Here is Jim Hamilton, on peak oil, scary tag at the end:
…we should not dismiss the possibility that there may also have been a nontrivial contribution of simply having been quite lucky to have found an incredibly valuable raw material that for a century and a half or so was relatively easy to obtain. Optimists may expect the next century and a half to look like the last. Benes and coauthors are suggesting that instead we should perhaps expect the next decade to look like the last.
On this issue I am more optimistic than Hamilton.
Alternatively, here is Cardiff Garcia from the FT, with a survey of recent pessimistic thought on productivity, citing (but not necessarily endorsing) Nomura:
…we think it more likely that the economy will grow at a trend pace near 2.5%, which, coupled with normalization in productivity, implies the sustainable underlying pace of monthly gains in private payrolls is in the low-100k range or lower.
Karl Smith has a very useful blog post. Addressing me, he writes:
My position perhaps more clearly stated is that if all markets were clearing then phenomena such as: lack of educational improvement, globalization, de-industrialization, skew of technological improvement towards information technology, energy shortages, etc would show up in wages.

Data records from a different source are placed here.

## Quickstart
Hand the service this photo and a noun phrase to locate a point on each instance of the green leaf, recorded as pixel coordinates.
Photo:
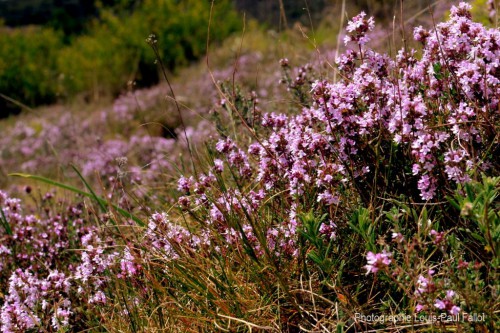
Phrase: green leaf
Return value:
(5, 223)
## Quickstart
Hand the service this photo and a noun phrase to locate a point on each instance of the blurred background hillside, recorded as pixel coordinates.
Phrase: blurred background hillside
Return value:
(58, 50)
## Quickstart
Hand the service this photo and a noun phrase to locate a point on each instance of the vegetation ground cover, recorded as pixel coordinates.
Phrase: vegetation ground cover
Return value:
(370, 193)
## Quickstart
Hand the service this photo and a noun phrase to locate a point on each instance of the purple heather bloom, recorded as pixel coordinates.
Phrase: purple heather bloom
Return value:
(377, 261)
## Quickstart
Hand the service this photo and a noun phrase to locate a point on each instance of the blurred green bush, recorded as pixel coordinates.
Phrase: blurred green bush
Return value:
(36, 67)
(28, 71)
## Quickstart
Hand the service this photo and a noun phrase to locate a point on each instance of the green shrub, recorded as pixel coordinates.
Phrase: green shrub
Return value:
(28, 66)
(115, 52)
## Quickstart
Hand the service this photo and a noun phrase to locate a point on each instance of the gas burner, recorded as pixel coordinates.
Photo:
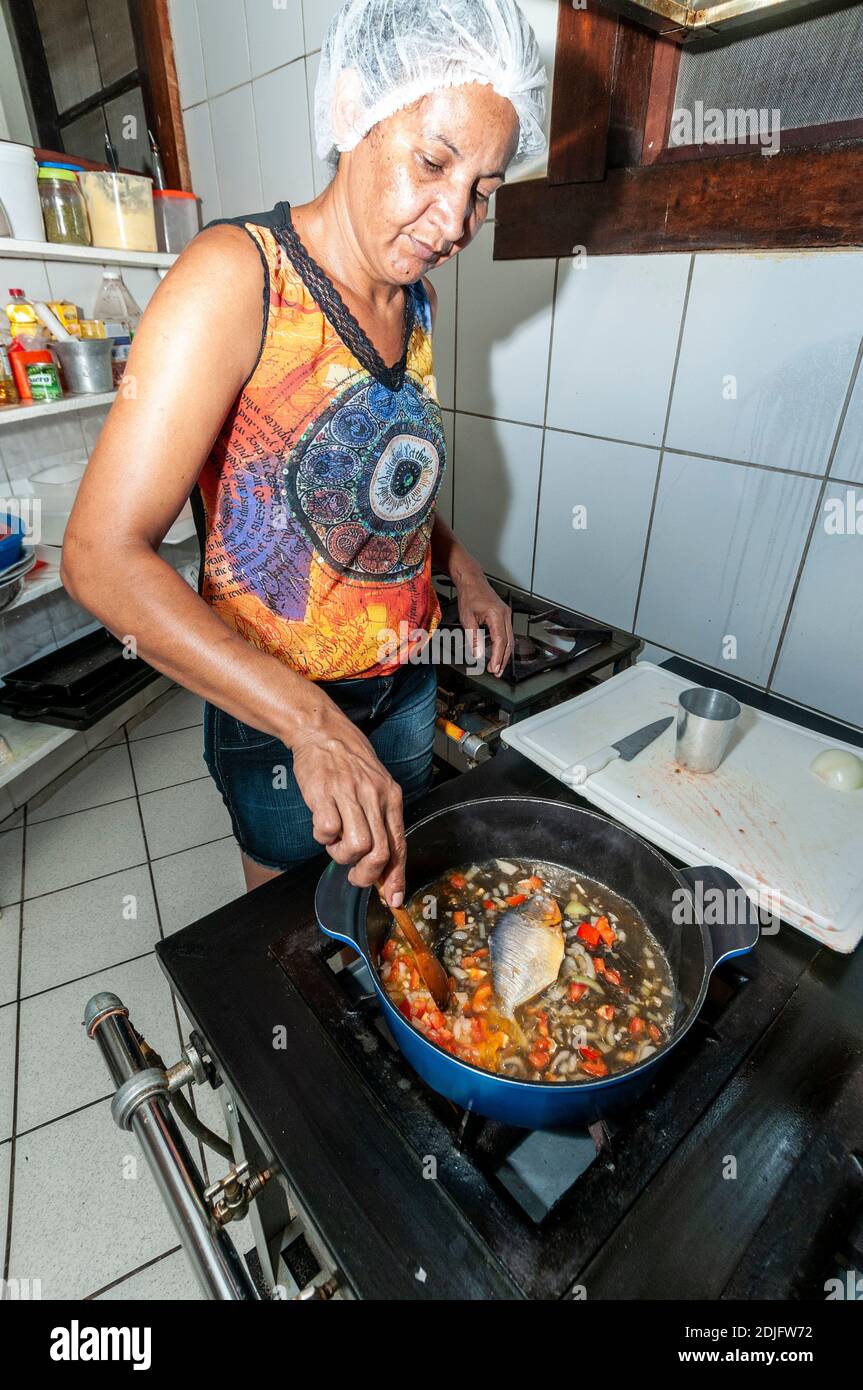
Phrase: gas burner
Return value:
(524, 649)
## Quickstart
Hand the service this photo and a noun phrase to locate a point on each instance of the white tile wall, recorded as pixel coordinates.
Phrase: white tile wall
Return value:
(445, 282)
(202, 160)
(594, 566)
(235, 146)
(848, 460)
(323, 173)
(316, 17)
(769, 348)
(225, 45)
(495, 494)
(724, 551)
(503, 332)
(281, 113)
(275, 34)
(445, 499)
(726, 542)
(617, 323)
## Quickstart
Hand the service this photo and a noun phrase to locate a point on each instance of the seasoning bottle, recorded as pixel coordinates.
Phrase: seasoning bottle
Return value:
(63, 206)
(21, 313)
(9, 391)
(116, 305)
(42, 375)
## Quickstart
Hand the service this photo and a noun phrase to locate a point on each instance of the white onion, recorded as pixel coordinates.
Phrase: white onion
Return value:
(838, 769)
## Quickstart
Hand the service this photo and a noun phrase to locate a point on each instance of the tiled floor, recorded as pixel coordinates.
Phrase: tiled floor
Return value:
(127, 847)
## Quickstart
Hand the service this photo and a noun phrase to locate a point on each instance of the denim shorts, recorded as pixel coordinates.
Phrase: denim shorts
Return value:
(271, 822)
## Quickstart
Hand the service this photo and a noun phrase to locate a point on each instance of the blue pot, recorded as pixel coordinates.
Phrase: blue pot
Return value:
(531, 829)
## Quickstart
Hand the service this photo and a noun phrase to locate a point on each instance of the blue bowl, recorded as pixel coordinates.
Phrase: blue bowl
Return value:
(534, 829)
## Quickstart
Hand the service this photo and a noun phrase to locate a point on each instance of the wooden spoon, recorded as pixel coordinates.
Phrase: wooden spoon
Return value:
(431, 970)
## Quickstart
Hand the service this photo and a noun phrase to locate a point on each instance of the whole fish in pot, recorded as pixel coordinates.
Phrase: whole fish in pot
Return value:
(527, 948)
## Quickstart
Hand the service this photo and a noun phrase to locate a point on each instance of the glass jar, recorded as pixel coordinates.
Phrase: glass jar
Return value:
(63, 206)
(121, 210)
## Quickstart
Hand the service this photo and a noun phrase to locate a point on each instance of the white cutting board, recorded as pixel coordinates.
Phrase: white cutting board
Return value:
(762, 816)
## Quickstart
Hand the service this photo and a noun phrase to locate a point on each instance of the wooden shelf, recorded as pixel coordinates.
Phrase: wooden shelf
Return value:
(43, 409)
(97, 255)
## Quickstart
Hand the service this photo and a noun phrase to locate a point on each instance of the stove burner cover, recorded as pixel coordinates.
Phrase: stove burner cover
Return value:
(524, 648)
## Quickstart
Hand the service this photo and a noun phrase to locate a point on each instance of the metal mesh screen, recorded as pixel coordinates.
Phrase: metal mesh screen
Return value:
(810, 71)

My view is this. When real factors are slow, it takes much longer for the private sector to manufacture its own ngdp and also of course rgdp. (You can pursue a separate argument about how quickly the Fed can fix things, but given that they haven’t, for whatever reason, the previous claim still holds. We can make multiple margins of comparison, even if a perfect Fed would clear everything up. We don’t have a perfect Fed.) Much of North Dakota has full employment, but most of the nation does not. With a stronger real economy along the right dimensions, we would have more jobs, but we don’t. The long term where everything shows up in wages can take a while to arrive. Nothing in this view requires one to tell stories — be they true or not — about companies which cannot find quality computer programmers. A final point is that labor force participation may be the job market number that really matters.